Uma matéria deste ano publicada pelo G1 <https://g1.globo.com/educacao/noticia/2023/01/21/lei-que-obriga-ensino-de-historia-afro-brasileira-completa-20-anos-mas-esta-longe-de-ser-realidade-nas-escolas-dizem-especialistas.ghtml> diz que educadores e historiadores ouvidos pelo site destacam a importância de a Lei nº 10.639/03 ser debatida em sala de aula como forma de combater o racismo, valorizar a diversidade e reconhecer a contribuição e o papel fundamentais do povo negro na construção da nossa sociedade.

 

O Sinpro-DF, por sua vez, recebe denúncias de racismo dentro da rede pública e, com isso, enfrenta, diariamente, o desafio de combater o racismo. Para a diretoria do sindicado, esse combate é uma tarefa cotidiana que visa a modificar a realidade para criar, a partir da escola, um país mais justo.

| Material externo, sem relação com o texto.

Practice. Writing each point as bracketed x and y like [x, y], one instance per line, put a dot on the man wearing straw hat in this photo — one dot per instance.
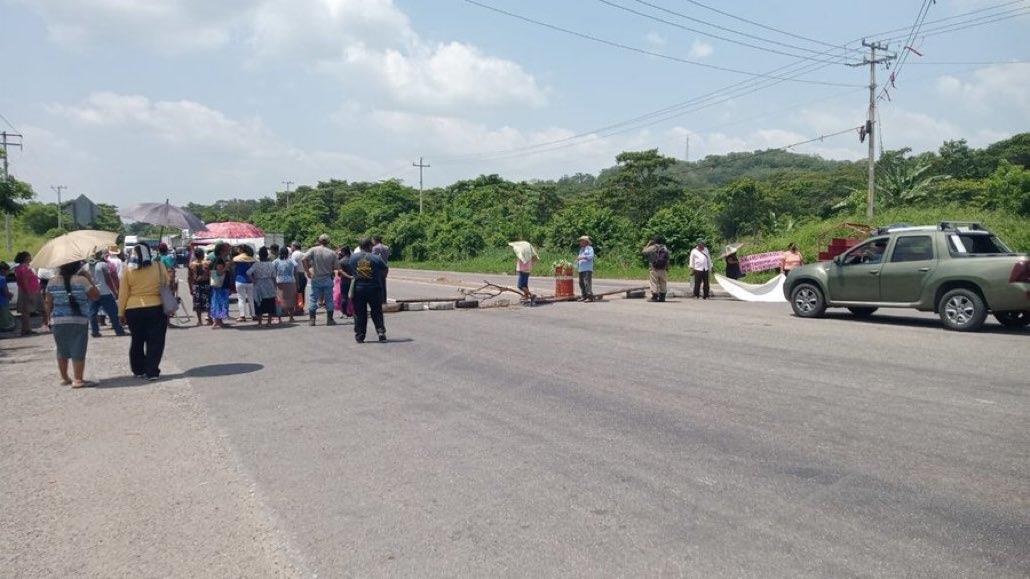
[584, 264]
[700, 263]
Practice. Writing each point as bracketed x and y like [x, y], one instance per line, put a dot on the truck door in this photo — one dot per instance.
[903, 276]
[855, 276]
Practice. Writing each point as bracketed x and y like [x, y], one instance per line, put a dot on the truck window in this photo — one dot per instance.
[868, 252]
[980, 243]
[913, 248]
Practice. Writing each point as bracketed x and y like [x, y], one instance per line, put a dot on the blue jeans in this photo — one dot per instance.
[320, 288]
[110, 307]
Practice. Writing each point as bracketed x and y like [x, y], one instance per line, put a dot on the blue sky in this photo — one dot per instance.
[195, 100]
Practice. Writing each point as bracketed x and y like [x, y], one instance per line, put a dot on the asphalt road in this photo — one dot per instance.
[627, 438]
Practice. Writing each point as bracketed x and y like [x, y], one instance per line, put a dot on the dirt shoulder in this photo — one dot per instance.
[127, 478]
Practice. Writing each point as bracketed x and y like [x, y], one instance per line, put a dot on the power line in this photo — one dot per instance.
[769, 28]
[642, 50]
[906, 49]
[9, 124]
[716, 36]
[954, 16]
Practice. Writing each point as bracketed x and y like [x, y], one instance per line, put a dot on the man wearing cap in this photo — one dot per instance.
[105, 279]
[584, 263]
[700, 263]
[369, 270]
[297, 256]
[320, 264]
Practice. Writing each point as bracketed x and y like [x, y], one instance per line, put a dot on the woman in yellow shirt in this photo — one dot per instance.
[140, 308]
[791, 259]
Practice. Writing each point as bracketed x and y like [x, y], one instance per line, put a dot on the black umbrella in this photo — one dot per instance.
[164, 214]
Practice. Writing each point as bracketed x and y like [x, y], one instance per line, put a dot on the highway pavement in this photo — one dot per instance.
[700, 438]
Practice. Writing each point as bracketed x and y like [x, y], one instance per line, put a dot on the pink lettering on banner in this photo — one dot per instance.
[761, 262]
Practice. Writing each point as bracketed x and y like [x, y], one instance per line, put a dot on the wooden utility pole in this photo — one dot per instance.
[287, 183]
[8, 140]
[420, 166]
[870, 121]
[58, 190]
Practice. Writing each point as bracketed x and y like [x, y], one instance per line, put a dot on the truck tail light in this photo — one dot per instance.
[1021, 272]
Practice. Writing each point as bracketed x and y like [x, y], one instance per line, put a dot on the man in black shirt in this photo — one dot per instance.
[369, 272]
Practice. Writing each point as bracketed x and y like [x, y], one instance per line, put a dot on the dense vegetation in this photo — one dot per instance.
[764, 198]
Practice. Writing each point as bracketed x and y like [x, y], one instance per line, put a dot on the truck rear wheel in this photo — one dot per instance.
[807, 301]
[962, 310]
[1013, 318]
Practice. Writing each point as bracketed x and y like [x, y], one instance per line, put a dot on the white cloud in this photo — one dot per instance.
[991, 88]
[700, 49]
[654, 39]
[370, 38]
[167, 26]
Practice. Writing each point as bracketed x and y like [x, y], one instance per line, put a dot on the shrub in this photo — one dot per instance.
[681, 226]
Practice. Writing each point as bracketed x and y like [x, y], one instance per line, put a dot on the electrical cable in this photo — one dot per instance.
[642, 50]
[760, 25]
[716, 36]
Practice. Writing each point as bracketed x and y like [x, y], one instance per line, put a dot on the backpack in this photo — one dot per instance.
[660, 258]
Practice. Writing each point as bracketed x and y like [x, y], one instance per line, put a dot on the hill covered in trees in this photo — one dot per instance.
[762, 197]
[741, 195]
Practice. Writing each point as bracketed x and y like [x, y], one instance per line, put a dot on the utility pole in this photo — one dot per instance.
[6, 140]
[420, 166]
[872, 61]
[287, 183]
[59, 189]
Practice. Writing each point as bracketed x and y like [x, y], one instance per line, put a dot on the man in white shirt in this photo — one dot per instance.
[302, 279]
[700, 263]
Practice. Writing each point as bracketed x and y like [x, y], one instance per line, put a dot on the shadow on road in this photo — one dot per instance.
[210, 371]
[881, 319]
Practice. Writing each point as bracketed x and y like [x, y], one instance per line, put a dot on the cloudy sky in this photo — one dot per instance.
[139, 100]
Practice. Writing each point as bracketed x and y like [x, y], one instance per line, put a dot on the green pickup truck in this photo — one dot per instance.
[960, 271]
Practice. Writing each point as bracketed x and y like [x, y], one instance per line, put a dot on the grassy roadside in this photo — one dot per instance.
[812, 237]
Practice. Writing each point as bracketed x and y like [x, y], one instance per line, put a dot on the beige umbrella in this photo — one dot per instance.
[523, 250]
[74, 246]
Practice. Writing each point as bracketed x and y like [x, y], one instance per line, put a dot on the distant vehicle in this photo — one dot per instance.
[960, 271]
[134, 240]
[182, 257]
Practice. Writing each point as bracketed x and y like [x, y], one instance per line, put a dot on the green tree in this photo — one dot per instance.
[681, 226]
[108, 218]
[39, 217]
[901, 180]
[1008, 189]
[606, 229]
[743, 209]
[640, 185]
[13, 194]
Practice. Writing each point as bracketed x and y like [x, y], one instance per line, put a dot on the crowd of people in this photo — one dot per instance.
[137, 293]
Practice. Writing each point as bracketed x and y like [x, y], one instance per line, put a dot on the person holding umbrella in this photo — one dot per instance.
[66, 308]
[105, 279]
[525, 258]
[732, 262]
[28, 290]
[584, 264]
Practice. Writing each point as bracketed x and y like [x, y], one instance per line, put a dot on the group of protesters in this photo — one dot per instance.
[284, 281]
[658, 258]
[270, 283]
[137, 294]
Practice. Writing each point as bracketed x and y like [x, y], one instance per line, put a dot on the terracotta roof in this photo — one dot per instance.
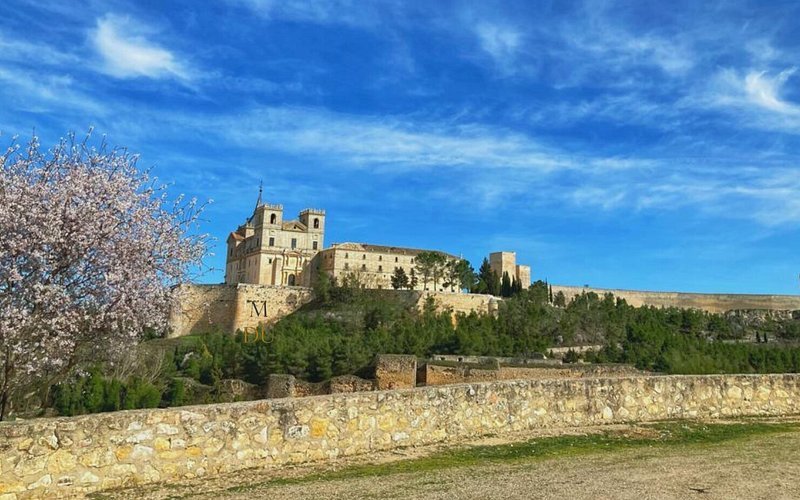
[367, 247]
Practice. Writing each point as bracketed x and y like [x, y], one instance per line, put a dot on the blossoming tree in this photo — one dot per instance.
[90, 248]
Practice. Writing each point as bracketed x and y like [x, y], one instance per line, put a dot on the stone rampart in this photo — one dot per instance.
[227, 308]
[460, 302]
[711, 302]
[441, 374]
[59, 457]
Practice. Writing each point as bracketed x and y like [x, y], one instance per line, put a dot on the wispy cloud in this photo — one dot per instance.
[346, 12]
[500, 42]
[765, 91]
[127, 51]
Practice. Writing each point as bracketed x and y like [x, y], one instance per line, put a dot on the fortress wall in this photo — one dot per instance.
[59, 457]
[227, 308]
[715, 303]
[441, 375]
[204, 308]
[459, 302]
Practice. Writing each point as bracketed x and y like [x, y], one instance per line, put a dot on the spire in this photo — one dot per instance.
[260, 189]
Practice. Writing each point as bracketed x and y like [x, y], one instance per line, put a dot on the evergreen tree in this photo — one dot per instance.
[505, 286]
[413, 281]
[488, 281]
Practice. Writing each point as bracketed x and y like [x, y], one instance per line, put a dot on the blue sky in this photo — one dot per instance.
[644, 145]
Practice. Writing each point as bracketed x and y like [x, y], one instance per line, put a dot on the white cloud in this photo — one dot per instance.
[127, 51]
[346, 12]
[765, 91]
[500, 42]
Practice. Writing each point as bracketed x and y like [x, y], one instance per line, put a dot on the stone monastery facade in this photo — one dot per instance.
[268, 250]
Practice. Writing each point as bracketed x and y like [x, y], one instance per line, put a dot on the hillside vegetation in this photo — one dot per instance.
[342, 333]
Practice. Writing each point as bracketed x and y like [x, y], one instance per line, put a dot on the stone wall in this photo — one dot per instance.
[58, 457]
[395, 371]
[711, 302]
[460, 302]
[441, 374]
[203, 308]
[227, 308]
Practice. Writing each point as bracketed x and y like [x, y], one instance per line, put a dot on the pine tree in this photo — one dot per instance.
[399, 278]
[505, 287]
[488, 281]
[413, 281]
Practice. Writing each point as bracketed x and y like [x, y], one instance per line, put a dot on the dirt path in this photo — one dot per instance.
[763, 466]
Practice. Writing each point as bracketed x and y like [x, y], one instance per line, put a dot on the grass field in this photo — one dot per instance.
[740, 459]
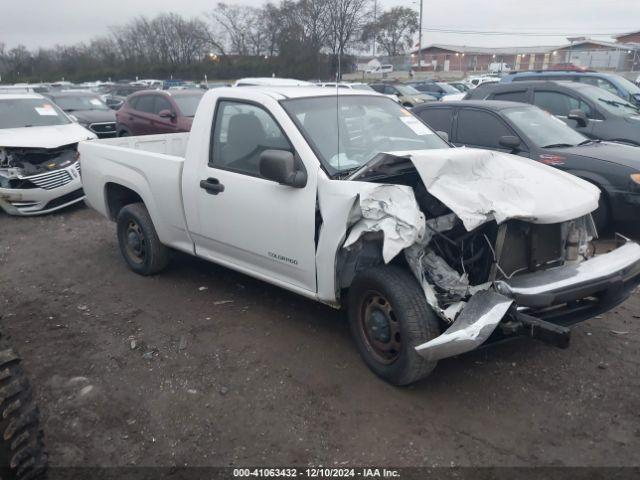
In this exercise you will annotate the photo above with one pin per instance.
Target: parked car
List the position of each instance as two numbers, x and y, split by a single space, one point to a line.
460 86
476 80
117 95
88 110
438 90
614 84
530 132
158 111
433 250
39 171
212 85
566 67
406 94
271 81
365 87
592 111
380 69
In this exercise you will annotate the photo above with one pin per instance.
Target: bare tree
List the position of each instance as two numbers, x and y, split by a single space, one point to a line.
394 30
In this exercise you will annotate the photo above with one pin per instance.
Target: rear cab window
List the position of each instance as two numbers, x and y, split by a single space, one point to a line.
479 128
439 119
242 131
559 103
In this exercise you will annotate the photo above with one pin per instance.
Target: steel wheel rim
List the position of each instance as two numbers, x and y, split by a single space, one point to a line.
135 242
380 328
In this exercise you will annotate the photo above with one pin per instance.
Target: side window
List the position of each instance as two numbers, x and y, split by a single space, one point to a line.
242 132
161 104
559 104
145 104
480 129
439 119
519 96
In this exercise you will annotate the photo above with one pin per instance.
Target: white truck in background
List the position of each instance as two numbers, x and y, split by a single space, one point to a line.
348 199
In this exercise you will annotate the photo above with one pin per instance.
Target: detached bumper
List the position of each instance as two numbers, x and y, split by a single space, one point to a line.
574 282
551 298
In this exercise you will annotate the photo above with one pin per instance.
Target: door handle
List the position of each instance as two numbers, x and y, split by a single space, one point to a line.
212 186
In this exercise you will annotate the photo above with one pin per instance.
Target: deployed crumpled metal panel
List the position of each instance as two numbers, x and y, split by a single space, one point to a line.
478 186
474 326
481 185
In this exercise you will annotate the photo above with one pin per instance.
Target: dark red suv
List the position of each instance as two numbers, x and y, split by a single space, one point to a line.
157 111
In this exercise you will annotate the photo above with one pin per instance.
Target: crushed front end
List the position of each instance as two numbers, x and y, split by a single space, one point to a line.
35 181
500 247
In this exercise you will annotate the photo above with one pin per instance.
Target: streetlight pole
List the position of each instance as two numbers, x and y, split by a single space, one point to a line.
420 39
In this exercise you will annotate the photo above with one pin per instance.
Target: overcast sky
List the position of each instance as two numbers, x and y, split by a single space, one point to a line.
36 23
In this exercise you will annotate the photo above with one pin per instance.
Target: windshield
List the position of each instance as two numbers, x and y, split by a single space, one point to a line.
362 87
610 102
448 88
542 128
630 87
30 112
80 102
368 126
188 104
407 90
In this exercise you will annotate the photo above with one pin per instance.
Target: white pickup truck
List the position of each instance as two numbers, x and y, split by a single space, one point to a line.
348 199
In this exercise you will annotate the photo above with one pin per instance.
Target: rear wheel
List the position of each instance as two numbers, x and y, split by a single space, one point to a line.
139 242
22 453
389 317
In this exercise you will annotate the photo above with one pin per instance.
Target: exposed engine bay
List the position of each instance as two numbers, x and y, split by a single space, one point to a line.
18 163
489 245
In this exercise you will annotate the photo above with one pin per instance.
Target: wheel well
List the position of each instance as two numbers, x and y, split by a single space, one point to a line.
118 197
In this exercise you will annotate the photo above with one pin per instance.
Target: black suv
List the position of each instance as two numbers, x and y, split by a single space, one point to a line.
590 110
527 131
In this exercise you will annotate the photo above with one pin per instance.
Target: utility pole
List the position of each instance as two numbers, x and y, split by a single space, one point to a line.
375 22
420 39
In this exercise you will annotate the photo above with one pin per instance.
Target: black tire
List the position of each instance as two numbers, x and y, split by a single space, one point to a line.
22 453
139 242
410 321
602 216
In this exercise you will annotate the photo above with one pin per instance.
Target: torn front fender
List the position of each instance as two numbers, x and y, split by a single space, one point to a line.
478 320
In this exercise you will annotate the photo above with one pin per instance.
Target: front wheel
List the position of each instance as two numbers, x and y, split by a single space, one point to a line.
139 242
22 453
389 317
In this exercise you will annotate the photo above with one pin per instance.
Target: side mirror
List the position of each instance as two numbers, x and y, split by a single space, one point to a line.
167 114
280 166
579 116
443 135
509 142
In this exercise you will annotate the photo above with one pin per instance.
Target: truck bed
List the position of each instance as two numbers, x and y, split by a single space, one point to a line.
174 144
151 166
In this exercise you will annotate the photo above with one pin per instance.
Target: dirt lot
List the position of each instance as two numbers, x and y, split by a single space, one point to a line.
204 366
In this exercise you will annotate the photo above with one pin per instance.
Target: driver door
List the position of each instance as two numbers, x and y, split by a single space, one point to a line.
244 221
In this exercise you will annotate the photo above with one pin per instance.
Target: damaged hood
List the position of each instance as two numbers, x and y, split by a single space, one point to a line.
482 185
44 137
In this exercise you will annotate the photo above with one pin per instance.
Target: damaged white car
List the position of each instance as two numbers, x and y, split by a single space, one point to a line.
39 170
350 200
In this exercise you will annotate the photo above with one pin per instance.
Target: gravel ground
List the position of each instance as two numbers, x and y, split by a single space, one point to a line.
204 366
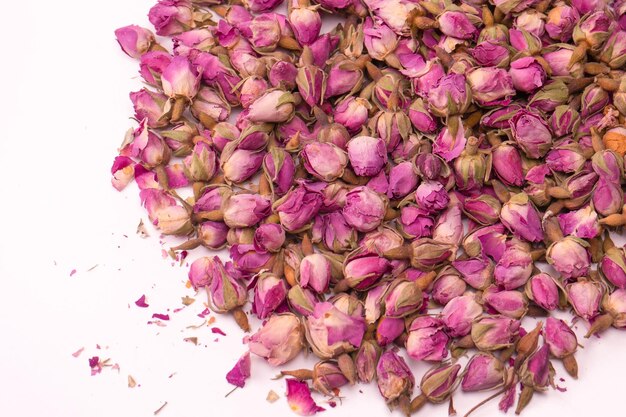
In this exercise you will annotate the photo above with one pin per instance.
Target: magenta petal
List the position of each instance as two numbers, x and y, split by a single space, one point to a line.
240 372
299 398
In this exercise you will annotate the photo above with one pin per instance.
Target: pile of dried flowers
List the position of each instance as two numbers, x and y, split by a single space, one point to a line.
391 183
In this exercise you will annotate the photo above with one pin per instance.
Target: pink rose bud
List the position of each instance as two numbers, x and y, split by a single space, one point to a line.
458 315
315 272
508 303
483 372
331 332
365 360
490 86
297 208
245 210
527 74
457 24
531 133
585 297
490 54
352 112
364 209
521 217
561 22
514 268
613 267
415 222
427 341
543 290
269 237
570 257
279 340
476 272
270 292
395 379
171 17
451 95
324 161
494 332
225 291
439 382
431 196
560 338
367 155
134 40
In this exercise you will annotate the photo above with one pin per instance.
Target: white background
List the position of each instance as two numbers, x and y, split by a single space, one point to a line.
64 111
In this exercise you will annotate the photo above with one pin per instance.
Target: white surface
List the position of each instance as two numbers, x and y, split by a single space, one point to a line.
65 110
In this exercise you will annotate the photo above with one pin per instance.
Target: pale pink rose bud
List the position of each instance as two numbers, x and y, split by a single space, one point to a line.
494 332
427 339
613 267
585 297
570 257
364 209
365 360
149 105
171 17
542 289
457 25
225 291
508 303
279 340
421 118
306 23
315 272
180 78
134 40
483 372
269 237
367 155
394 377
331 332
352 112
458 315
269 293
514 268
476 272
561 22
297 208
439 382
490 86
531 133
560 338
431 196
527 74
324 161
521 217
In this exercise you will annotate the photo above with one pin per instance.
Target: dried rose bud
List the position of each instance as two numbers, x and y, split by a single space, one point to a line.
297 208
476 272
458 315
364 209
427 340
585 297
483 372
394 377
331 332
365 360
279 340
315 272
543 290
494 332
269 294
570 257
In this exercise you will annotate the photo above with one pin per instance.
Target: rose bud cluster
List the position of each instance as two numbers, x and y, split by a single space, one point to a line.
409 183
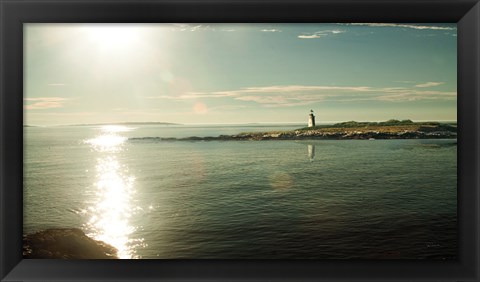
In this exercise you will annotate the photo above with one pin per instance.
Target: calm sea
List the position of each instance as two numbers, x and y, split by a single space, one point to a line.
321 199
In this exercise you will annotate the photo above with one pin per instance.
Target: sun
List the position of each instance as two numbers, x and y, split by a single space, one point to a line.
113 37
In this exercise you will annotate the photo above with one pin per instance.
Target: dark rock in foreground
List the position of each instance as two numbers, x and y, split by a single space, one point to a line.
65 243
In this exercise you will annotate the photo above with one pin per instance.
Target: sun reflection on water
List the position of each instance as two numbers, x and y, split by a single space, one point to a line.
112 207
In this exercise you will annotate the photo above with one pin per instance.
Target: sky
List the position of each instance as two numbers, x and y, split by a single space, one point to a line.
239 73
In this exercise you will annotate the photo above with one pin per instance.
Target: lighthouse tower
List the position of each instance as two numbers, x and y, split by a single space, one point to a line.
311 119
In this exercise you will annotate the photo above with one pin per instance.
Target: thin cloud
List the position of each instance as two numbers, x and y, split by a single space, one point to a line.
320 34
429 84
412 26
271 30
43 103
299 95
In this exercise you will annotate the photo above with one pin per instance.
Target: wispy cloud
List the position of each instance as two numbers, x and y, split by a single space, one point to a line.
412 26
298 95
271 30
43 103
319 34
429 84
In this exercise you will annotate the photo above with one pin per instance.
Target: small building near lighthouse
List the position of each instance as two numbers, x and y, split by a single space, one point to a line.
311 119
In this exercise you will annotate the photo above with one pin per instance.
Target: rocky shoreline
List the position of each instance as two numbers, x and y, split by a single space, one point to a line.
65 243
411 131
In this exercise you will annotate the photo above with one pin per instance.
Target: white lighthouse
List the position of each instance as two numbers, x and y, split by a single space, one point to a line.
311 119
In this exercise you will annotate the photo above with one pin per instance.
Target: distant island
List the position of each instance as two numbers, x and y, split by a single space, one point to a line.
391 129
128 123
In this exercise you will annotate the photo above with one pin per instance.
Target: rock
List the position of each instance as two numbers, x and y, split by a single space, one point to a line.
65 243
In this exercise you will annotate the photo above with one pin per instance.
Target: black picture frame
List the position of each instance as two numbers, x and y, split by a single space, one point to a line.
14 13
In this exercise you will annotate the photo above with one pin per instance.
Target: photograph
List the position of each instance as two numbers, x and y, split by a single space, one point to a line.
296 141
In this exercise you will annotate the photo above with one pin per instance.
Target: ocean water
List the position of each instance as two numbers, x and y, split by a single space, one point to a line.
322 199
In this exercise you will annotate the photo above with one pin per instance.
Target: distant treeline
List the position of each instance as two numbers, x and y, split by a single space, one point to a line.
391 122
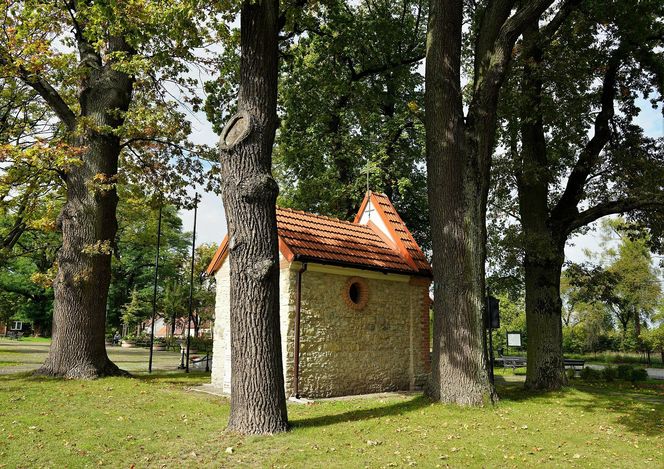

Não é à toa que, há muito tempo, a entidade instituiu uma Secretaria de Raça e Sexualidade e tem uma produção sistemática de materiais antirracistas para adequação nas atividades pedagógicas de professores.

 

No DF, ao mesmo tempo em que rede pública contempla e adota projetos antirracistas em seus PPPs, com culminância no Mês da Consciência Negra, também reflete, em suas comunidades escolares, as características de uma sociedade marcada pelo preconceito, que resiste às ações e atuações de combate ao racismo. Na EC 05 do Cruzeiro, a professora Simone tem realizado um projeto antirracista para cumprir a Lei nº 10.639/03, e, sobretudo, para ir mais fundo no combate ao racismo, tentando, principalmente, ajudar a escola a formar crianças e adolescentes em cidadãos e cidadãs antirracistas.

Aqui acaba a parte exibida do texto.